ABSTRACTThe relationship between brainwide functional decline and accumulation of pathological protein aggregates in Alzheimer’s disease (AD) is complex and not well understood. A set of highly interconnected cortical regions known as the default mode network (DMN) exhibits selective vulnerability to both functional decline and amyloid beta (Aβ) plaques in early AD. One possibility is that early Aβ accumulation in the DMN drives vulnerability. However, it is unknown whether there is something intrinsic to neuronal projections within the DMN that biases these circuits towards dysfunction. Here we directly test this hypothesis using long-term recordings of the spiking activity of ensembles of single units in freely behaving mice characterized by global cortical and hippocampal Aβ burden (APP/PS1). Specifically, we track the interactions of a population of neurons within a DMN region and two additional populations that comprise monosynaptic targets, one within and the other outside the DMN. In addition, we record single neurons in hippocampus and examine interactions between in-DMN and out-DMN cortical circuits triggered on hippocampal sharp-wave ripples, stereotyped hippocampal events that contribute to memory consolidation in the cortex.
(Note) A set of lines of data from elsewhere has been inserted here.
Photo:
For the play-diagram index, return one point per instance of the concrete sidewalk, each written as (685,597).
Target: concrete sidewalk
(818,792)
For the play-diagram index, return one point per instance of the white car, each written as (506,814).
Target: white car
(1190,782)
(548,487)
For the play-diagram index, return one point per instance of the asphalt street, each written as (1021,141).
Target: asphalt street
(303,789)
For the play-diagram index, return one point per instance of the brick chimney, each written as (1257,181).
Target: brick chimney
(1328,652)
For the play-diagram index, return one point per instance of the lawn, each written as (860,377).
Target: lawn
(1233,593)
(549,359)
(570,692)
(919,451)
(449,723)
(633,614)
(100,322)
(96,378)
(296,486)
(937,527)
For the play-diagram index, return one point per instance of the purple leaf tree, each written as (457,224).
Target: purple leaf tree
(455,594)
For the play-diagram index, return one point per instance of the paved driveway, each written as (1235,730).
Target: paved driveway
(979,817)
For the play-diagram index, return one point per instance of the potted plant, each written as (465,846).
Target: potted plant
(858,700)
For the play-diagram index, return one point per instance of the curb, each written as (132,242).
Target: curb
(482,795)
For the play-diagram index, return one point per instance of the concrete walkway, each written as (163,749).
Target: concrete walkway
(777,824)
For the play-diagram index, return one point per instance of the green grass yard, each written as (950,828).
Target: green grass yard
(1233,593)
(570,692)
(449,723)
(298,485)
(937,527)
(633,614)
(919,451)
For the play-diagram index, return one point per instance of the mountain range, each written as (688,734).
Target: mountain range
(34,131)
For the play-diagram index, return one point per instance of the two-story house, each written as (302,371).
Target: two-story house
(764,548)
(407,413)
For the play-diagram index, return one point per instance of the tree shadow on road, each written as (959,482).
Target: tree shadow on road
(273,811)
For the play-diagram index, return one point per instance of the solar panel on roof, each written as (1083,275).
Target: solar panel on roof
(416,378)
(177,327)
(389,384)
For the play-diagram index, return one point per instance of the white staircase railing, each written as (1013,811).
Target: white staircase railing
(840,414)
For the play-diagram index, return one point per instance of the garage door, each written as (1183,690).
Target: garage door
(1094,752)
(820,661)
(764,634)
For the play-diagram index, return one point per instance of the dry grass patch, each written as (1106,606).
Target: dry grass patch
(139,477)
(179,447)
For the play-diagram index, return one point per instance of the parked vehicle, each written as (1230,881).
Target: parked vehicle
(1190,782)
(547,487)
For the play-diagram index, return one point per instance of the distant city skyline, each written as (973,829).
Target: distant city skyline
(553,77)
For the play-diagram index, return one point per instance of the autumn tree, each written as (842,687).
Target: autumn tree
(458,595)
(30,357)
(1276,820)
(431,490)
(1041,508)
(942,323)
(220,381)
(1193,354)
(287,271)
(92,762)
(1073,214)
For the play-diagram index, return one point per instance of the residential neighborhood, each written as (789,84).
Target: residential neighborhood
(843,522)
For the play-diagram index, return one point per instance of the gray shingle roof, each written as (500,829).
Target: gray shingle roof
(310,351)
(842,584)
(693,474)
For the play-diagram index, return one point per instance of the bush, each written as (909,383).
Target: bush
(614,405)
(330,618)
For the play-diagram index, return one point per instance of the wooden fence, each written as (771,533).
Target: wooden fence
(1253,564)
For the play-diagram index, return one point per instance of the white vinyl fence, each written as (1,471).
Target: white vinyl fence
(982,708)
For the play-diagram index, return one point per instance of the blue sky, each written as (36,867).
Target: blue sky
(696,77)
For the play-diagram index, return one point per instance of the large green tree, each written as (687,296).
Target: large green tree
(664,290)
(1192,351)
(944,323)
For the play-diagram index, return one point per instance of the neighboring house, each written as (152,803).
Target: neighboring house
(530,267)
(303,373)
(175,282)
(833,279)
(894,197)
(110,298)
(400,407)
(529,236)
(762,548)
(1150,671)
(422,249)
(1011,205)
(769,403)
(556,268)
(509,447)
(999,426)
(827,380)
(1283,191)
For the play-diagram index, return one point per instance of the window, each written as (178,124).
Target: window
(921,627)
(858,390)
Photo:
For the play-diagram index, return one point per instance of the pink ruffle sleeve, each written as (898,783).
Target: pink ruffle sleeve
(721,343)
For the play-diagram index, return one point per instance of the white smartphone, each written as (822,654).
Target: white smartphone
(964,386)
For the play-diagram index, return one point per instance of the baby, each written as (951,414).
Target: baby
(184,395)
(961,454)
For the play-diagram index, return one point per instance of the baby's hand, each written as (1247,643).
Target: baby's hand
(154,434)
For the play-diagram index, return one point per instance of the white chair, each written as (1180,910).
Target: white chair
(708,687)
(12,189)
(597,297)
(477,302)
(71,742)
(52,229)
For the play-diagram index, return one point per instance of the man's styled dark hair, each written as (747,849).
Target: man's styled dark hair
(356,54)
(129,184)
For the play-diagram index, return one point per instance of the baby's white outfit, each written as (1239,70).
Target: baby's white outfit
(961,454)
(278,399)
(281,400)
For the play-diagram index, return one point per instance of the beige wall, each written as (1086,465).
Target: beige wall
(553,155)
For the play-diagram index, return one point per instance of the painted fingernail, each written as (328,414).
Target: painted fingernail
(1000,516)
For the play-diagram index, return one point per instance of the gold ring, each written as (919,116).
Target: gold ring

We examine the statistics of local activity as well as inter-regional communication in a region, genotype, and brain-state dependent manner. Our data reveal dysfunction restricted to in-DMN projecting circuits. In contrast, communication along neuronal projections that originate in the DMN but target out-DMN populations are equivalent in APP/PS1 and WT mice. Circuit dysfunction is most evident throughout sleep as well as within sharp-wave ripples. Our results indicate that cells in the DMN exhibit differential intrinsic vulnerability to amyloid injury dependent on their projection targets.